Satisfaction with worksite wellness programs delivers value beyond healthcare cost savings to organizations.  Offering a company wellness program not only aids in recruitment, but such programs also lend themselves to team building and increased workplace productivity.  In addition wellness programs have been linked to lower absenteeism, disability claims, and other drains on payroll. Still other indirect costs of poor employee health are reduced efficiency, poor morale, increased worker training and replacement costs, property and casualty loss and even loss of competitiveness.

Labor market conditions can significantly affect organizational benefits objectives and offerings.  Even with periods of rising unemployment, shortages of employees with critical skills may still exist.  Retaining the critical employee means an increased pressure on organizations to provide valuable benefits plans.
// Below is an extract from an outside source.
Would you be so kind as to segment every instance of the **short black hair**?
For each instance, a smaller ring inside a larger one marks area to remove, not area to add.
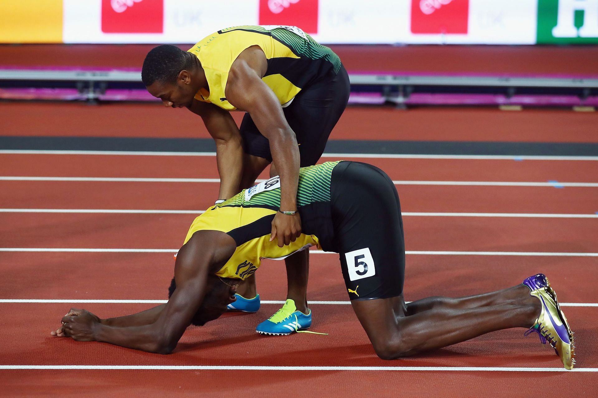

Wellness programs offer organizations such a tool in attracting and retaining key employee groups and lowering organizational costs through reduced turnover.  Even in periods of higher unemployment, organization’s overall cost savings and profitability can be enhanced by reduced healthcare expenditures, fewer workplace accidents, and fewer lost time due to illness.
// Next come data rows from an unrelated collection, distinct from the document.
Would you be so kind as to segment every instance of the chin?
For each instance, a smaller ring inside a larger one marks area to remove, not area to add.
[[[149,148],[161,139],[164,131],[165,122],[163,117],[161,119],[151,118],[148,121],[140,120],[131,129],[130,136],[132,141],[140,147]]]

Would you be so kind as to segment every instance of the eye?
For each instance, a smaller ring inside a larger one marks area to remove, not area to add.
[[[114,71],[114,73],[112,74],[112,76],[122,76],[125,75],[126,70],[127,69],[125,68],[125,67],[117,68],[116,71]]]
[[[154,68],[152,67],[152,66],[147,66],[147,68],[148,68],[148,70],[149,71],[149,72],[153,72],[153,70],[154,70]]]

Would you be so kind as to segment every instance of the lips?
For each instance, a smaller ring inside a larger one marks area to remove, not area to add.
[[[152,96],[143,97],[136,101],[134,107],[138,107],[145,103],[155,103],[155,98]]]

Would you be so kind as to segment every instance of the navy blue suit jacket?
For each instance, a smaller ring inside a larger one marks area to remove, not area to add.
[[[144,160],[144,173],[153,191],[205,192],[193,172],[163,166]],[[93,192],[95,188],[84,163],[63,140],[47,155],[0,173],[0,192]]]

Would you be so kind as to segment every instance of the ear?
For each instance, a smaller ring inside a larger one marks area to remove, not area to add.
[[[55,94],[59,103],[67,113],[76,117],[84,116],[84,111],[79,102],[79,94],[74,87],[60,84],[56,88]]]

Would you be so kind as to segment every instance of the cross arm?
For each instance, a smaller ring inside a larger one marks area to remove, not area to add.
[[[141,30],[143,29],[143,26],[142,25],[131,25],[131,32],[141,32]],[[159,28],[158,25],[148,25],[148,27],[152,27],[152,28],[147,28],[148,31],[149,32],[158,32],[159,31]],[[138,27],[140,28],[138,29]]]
Design and Implementation Issues

The challenge to most organizations today is not whether to offer a wellness program, but how to design and target such programs for maximum long-term effectiveness.  Designing a wellness program as part of a benefits package to attract and retain key employees should begin with the needs and preferences of potential end-users.  Since all employees are not motivated by the same health promotion and fitness concerns, organizations need to approach implementing an effective wellness effort in the same manner they approach their customer markets--targeted by employee segment.  Simply installing a fitness facility or wellness program is not enough. A company must develop innovative, population-specific incentive programs to encourage on-going participation.

As with customer markets, the initial step should be identifying key employee segments, which have distinctly different sets of needs.  Distinguishing between different segments’ characteristics and needs provides the organization with the basic information needed to design wellness programs to meet corporate objectives.  Creation of a valued benefit must be treated as part of an organization’s internal marketing strategy.  Shaping wellness offerings to better fit the unique needs of employee segments enhances the likelihood of higher levels of participation on a sustained basis – the result most likely associated with significant cost containment and enhanced productivity.

A survey by the American Journal of Health Promotion found just half of the 39 million workers with access to on-site health programs actually took advantage of them. In the absence of such a targeted, employee-centered approach to program development, worksite wellness offerings often are shaped more by organizational objectives than the needs and preferences of the intended participants—the employees. The Wellness Councils of America give “Gold Awards” to organizations with exemplary workplace wellness programs. Their winners report listening closely to the interests of their employees in surveys, focus groups, and in one-on-one interviews, and they also work to change the corporate culture to fit employee wellness needs.

Managers should develop a survey or other feedback mechanisms to ensure employee’s needs are being met by the wellness programs. Internal organizational communication should stress the presence of wellness activities and highlight key offerings. Corporate newsletters and e-mail can be an effective communication tool. Ongoing interventions and wellness program modifications will remain important as the age of workers continues to rise and thus health care needs of the aging segments will change. Companies are encouraged to tailor incentives as needed to encourage continued participation. Some companies have used rebates, discounts, extra vacation days, and prizes to encourage participation. Penalties used for non-participation can include increased health care premiums.  Companies may find they must offer release time to employees in order to encourage maximum worker participation.